Two reduction modes matter in practice:

  • reduction='first' takes outputs from the first replica. This is enough for scalar logs and summaries during training.
  • reduction='concat' concatenates along the batch dimension, which is necessary for prediction outputs.

The implementation hides several infrastructure quirks:

  • Multi-worker all-reduce: _multi_worker_concat uses strategy.gather and stored shapes to keep cross-worker ordering consistent.
  • TPU multi-host layout: _tpu_multi_host_concat compensates for the difference between sharding order and unwrapping order on TPUs.
  • Data types: concat() knows how to combine SparseTensor, scalars, and dense tensors safely.

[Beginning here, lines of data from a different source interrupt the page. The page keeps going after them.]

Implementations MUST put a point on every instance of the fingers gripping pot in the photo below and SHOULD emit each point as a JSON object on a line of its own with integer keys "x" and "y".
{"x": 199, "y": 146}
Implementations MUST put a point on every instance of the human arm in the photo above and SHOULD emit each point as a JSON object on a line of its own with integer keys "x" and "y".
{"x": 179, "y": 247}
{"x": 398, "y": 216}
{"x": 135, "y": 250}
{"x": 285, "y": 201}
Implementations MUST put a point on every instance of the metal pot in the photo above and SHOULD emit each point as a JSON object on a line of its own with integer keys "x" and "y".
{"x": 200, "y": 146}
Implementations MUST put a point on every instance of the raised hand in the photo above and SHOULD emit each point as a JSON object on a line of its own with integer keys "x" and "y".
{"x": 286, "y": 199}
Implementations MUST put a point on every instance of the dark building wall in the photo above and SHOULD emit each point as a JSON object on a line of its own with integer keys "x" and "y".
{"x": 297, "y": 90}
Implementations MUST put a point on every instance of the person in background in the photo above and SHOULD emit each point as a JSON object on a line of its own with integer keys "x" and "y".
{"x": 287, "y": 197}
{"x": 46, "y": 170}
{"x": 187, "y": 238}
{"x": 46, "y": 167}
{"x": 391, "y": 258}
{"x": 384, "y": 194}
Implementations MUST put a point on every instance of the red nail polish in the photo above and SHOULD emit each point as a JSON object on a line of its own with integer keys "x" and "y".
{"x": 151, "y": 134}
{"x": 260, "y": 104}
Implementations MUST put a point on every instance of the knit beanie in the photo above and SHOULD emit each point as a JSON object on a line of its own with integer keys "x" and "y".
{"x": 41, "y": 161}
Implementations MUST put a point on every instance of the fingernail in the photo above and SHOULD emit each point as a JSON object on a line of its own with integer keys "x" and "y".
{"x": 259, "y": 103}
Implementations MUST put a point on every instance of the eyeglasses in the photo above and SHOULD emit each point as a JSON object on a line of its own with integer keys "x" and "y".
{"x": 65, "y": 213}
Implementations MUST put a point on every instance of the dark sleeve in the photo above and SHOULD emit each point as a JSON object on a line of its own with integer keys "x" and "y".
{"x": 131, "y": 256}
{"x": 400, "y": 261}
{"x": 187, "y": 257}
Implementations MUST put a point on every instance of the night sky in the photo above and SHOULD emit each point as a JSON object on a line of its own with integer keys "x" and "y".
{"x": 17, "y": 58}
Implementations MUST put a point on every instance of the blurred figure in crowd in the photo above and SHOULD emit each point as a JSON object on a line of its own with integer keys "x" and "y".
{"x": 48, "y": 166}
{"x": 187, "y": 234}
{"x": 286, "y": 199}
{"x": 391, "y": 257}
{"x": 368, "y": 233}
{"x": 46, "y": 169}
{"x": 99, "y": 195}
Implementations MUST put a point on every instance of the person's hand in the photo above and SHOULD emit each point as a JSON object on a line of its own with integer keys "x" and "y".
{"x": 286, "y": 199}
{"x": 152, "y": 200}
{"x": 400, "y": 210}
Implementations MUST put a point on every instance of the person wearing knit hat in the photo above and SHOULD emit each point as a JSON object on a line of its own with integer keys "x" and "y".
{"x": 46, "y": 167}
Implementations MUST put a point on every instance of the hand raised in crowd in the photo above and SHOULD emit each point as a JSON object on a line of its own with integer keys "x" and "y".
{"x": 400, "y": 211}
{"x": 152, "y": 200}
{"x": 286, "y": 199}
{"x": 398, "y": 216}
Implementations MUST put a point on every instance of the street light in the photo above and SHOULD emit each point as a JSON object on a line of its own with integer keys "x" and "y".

Guardrails against illegal combinations

The conductor also enforces guardrails to prevent confusing or undefined behavior. Two checks are particularly important:

  • _validate_compile: blocks TF1-style optimizers and enforces that model variables, metrics, and optimizer all live under the same strategy scope. This avoids subtle cross-scope bugs.
  • _disallow_inside_tf_function: prevents calling fit, evaluate, or predict inside a user-defined @tf.function.
Why fit() inside tf.function is rejected

High-level methods like fit() create and manage their own tf.function wrappers, dataset iterators, and callbacks. Nesting them inside another tf.function makes tracing and side-effects hard to reason about: retracing, callback invocation, and dataset exhaustion semantics can all become unpredictable. To avoid that, this file explicitly checks ops.inside_function() and raises with a clear error, nudging you to call the model directly inside tf.function instead.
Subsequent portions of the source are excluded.